Julia is emerging as a serious tool for technical computing and is ideally suited for the ever-growing needs of big data analytics. This set of proposed projects addresses specific areas for improvement in analytics algorithms and distributed data management.
This project proposes to implement a very simple persistent storage mechanism for Julia variables so that data can be saved to and loaded from disk with a consistent interface that is agnostic of the underlying storage layer. Data will be tagged with a minimal amount of metadata by default to support type annotations, time-stamped versioning and other user-specifiable tags, not unlike the
git stash mechanism for storing blobs. The underlying engine for persistent storage should be generic and interoperable with any reasonable choice of binary blob storage mechanism, e.g. MongoDB, ODBC, or HDFS. Of particular interest will be persistent storage for distributed objects such as
DArrays, and making use of the underlying storage engine’s mechanisms for data movement and redundant storage for such data.

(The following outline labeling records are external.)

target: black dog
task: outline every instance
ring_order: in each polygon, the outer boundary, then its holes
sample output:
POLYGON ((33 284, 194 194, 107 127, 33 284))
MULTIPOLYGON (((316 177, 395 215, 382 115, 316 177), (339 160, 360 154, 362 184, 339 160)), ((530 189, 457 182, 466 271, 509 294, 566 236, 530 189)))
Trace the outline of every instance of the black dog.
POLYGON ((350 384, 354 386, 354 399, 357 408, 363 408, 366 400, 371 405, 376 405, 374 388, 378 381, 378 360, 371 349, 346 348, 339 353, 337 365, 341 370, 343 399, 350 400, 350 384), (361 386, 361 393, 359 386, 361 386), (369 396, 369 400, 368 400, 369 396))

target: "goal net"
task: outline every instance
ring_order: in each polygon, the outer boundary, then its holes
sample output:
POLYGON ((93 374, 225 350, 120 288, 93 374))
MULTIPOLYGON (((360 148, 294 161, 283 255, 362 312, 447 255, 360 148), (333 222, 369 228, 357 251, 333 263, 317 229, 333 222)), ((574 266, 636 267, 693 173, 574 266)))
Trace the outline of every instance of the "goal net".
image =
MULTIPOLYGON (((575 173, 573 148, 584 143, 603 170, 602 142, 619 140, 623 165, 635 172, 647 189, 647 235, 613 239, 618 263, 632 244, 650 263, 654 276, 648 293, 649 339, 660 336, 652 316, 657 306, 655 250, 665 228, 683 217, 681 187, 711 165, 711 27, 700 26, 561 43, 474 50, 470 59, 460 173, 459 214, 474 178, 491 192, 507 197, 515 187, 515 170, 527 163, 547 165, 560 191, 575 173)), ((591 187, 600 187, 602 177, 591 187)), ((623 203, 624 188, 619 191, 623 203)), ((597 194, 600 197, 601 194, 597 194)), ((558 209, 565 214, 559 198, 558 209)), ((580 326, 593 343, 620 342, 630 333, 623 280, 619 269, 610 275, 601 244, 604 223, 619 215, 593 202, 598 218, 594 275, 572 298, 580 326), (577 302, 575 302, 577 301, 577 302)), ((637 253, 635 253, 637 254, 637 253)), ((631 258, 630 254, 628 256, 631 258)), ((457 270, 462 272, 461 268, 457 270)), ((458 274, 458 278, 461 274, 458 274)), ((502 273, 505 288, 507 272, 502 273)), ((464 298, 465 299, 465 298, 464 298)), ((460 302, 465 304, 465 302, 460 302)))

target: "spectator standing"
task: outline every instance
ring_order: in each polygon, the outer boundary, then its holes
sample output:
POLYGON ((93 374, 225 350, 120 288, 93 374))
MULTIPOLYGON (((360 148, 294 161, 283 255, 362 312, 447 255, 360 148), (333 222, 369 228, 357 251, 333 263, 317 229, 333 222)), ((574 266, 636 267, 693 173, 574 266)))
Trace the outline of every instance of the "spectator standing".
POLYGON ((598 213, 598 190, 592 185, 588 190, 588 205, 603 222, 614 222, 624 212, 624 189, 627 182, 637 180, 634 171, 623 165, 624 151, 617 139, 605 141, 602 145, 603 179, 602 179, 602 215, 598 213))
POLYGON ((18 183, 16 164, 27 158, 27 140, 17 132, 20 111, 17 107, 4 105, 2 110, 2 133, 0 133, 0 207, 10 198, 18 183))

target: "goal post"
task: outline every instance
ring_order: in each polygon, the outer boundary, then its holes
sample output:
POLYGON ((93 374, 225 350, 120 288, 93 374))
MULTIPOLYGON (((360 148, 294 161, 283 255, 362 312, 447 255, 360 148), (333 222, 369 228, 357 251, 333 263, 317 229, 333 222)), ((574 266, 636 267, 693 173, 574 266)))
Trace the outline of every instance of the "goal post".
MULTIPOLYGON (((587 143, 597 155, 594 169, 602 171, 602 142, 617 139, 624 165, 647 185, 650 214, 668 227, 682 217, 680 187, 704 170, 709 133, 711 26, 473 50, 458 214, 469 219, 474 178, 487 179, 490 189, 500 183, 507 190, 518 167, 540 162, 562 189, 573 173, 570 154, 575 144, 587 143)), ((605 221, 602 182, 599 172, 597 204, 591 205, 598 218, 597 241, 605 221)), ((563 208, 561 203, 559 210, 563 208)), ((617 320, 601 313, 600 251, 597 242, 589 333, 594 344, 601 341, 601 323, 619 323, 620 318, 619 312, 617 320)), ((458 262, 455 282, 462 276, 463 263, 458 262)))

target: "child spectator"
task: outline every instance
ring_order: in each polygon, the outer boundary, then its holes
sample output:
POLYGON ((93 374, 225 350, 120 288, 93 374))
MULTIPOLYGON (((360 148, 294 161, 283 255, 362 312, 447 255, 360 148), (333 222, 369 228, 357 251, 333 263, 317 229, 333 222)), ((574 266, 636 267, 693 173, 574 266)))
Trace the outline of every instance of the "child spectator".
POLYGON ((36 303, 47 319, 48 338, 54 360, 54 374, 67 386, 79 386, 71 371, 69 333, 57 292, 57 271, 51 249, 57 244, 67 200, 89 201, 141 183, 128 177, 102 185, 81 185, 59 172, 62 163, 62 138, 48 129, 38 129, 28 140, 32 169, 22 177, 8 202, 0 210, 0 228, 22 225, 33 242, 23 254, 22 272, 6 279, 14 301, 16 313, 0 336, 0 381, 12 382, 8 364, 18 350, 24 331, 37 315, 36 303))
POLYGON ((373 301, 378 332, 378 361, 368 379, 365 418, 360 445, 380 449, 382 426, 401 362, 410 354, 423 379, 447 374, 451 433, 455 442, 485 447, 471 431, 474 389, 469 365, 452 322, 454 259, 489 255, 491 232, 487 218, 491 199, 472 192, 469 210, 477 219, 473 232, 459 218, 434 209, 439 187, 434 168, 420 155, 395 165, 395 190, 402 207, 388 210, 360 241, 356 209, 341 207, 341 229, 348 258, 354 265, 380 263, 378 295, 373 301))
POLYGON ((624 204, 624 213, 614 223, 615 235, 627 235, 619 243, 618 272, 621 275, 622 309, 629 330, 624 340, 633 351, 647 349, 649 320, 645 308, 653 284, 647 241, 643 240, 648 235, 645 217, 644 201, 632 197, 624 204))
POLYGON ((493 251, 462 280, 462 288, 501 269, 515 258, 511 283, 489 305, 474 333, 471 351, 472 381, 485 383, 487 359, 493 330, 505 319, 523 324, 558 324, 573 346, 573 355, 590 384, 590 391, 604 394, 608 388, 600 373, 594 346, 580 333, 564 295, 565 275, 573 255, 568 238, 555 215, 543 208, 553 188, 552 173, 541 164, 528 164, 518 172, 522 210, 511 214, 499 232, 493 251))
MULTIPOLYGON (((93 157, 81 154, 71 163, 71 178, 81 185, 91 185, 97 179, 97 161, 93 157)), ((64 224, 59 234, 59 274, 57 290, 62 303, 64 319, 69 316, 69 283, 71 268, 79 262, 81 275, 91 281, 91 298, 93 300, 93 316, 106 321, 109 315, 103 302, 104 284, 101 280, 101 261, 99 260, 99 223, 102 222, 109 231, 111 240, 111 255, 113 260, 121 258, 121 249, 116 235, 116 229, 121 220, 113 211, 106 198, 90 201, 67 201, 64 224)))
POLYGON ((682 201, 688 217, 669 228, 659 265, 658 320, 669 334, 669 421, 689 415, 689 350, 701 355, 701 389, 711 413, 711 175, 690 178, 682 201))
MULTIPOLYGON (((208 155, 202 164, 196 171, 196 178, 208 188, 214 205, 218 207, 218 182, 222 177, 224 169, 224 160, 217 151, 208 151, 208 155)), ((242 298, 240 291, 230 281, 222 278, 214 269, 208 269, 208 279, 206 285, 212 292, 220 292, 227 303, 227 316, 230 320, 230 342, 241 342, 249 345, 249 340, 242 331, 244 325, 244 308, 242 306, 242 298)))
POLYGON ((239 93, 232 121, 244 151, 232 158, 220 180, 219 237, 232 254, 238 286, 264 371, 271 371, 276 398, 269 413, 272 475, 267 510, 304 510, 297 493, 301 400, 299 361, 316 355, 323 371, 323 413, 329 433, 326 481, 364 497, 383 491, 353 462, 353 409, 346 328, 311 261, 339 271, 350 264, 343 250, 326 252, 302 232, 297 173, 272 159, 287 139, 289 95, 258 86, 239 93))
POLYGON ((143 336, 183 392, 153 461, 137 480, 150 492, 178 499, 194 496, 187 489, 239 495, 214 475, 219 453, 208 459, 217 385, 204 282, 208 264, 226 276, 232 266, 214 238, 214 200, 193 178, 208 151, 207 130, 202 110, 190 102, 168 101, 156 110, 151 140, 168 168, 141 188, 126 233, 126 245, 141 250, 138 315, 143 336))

Distributed computation frameworks like Hadoop/MapReduce have demonstrated the usefulness of an abstraction layer that takes care of low level concurrency concerns such as atomicity and fine-grained synchronization, thus allowing users to concentrate on task-level decomposition of extremely large problems such as massively distributed text processing. However, the tree-based scatter/gather design of MapReduce limits its usefulness for general purpose data parallelism, and in particular poses significant restrictions on the implementation of iterative algorithms.
This project proposal is to implement a native Julia framework for distributed execution for general purpose data parallelism, using dynamic, runtime-generated general task graphs which are flexible enough to describe multiple classes of parallel algorithms. Students will be expected to weave together native Julia parallelism constructs such as the
ClusterManager for massively parallel execution, and automate the handling of data dependencies using native Julia
RemoteRefs as remote data futures and handles. Students will also be encouraged to experiment with novel scheduling algorithms.
MAGMA is a collection of next generation linear algebra (LA) GPU accelerated libraries designed and implemented by the team that developed LAPACK and ScaLAPACK. Julia has already have the functionality to create such binding by simply calling its C API via
ccall. By binding this to the JuliaGPU ecosystem, a lot applications could benefit it from it. What we need will
just be a few bindings in Julia like what’s lying in CuArrays.jl, use BinaryProvider.jl to provide downloads, and some unit tests on JuliaGPU’s CI.